An example of what? What was Jennix trying to prove? She stared past his head and on the bank of monitors she saw street grids and various corners of New York — the river, the perimeter, the bridges — and she wondered. .
But Captain Jennix said, "We have a unit in the Starlings' divisional ship code-named 'White Girls.' This is basically an intelligence unit, but it won't move until the day comes for transporting personnel. In other words, they're basically on standby alert until just before countdown."
"I'm sorry," Moura said, but it didn't seem to matter that she had not been listening. Captain Jennix had stood up and become rigid when he had said standby alert.
"White Girls," he said. "Basically they could be on standby alert their whole lives. They move when they get the signal" — now he moved, but it was only to slap another book for emphasis. It was Mission to Fertility. "Mrs. Allbright, you could qualify for White Girls. The point is, you don't go out until the last day, and then you go out and you don't stop until you're locked into space."
He sat down and frowned at the video screens on the bank of monitors. He was clutching Mission to Fertility.
"It's all in here," he said, flexing the book.
What a bore he was, waiting his turn for the rocket. And it probably would never come. Moura knew she wanted something else. Since returning to New York she had felt dissatisfied. She had a vague feeling of imprisonment. Holly's visit had stirred her, too, and given her a direction. Holly could be foolish, but she was funny and uncritical and a good prop. Moura had known her too long to be able to find fault with her. After that length of time you accepted everything in a person or else ended the friendship. And Holly was useful because she dared to say things out loud to Moura that Moura only whispered to herself. Moura sometimes wished that Holly were more subtle, but she also thought: Maybe I need her to be unsubtle in order to flatter myself.
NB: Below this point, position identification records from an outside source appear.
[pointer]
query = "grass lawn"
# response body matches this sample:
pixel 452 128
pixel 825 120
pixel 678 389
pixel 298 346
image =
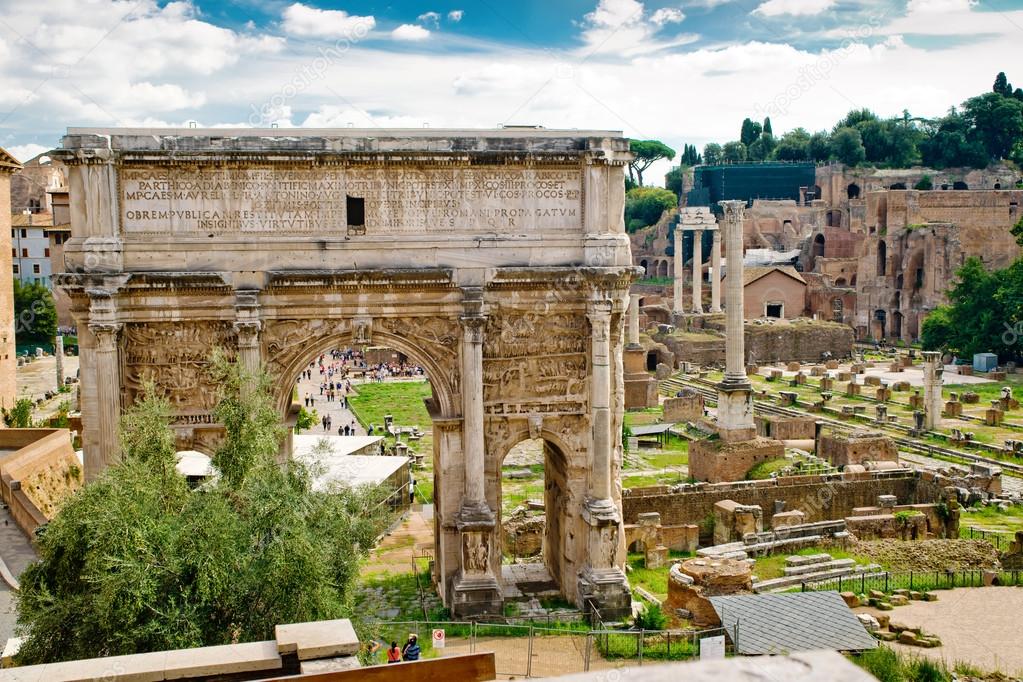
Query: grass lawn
pixel 771 566
pixel 764 469
pixel 402 400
"This is an awful city," Captain Jennix was saying.
In her mind, Moura had gone into New York and found the clinic. She had entered and registered and made her request. Was it still such a hive of rooms and cubicles? And all the scanners and sound equipment; and the air knifed with disinfectant. In her mind she waited there, crouched at the cliff edge of her willpower, listening hard but hearing nothing but the white noise which hissed in her ears during those sessions; and his beaked mask hard against hers. You love it You—
He could not have been an ordinary person, because Fizzy wasn't.
She had rehearsed the trip, tried out her questions, and imagined what the answers might be. But she did not want to go out alone.
"It's a much worse place than anyone admits."
Was Captain Jennix reading her mind? Pilgrims — Starlings, Rocketmen, Astronauts — often claimed to be telepathic.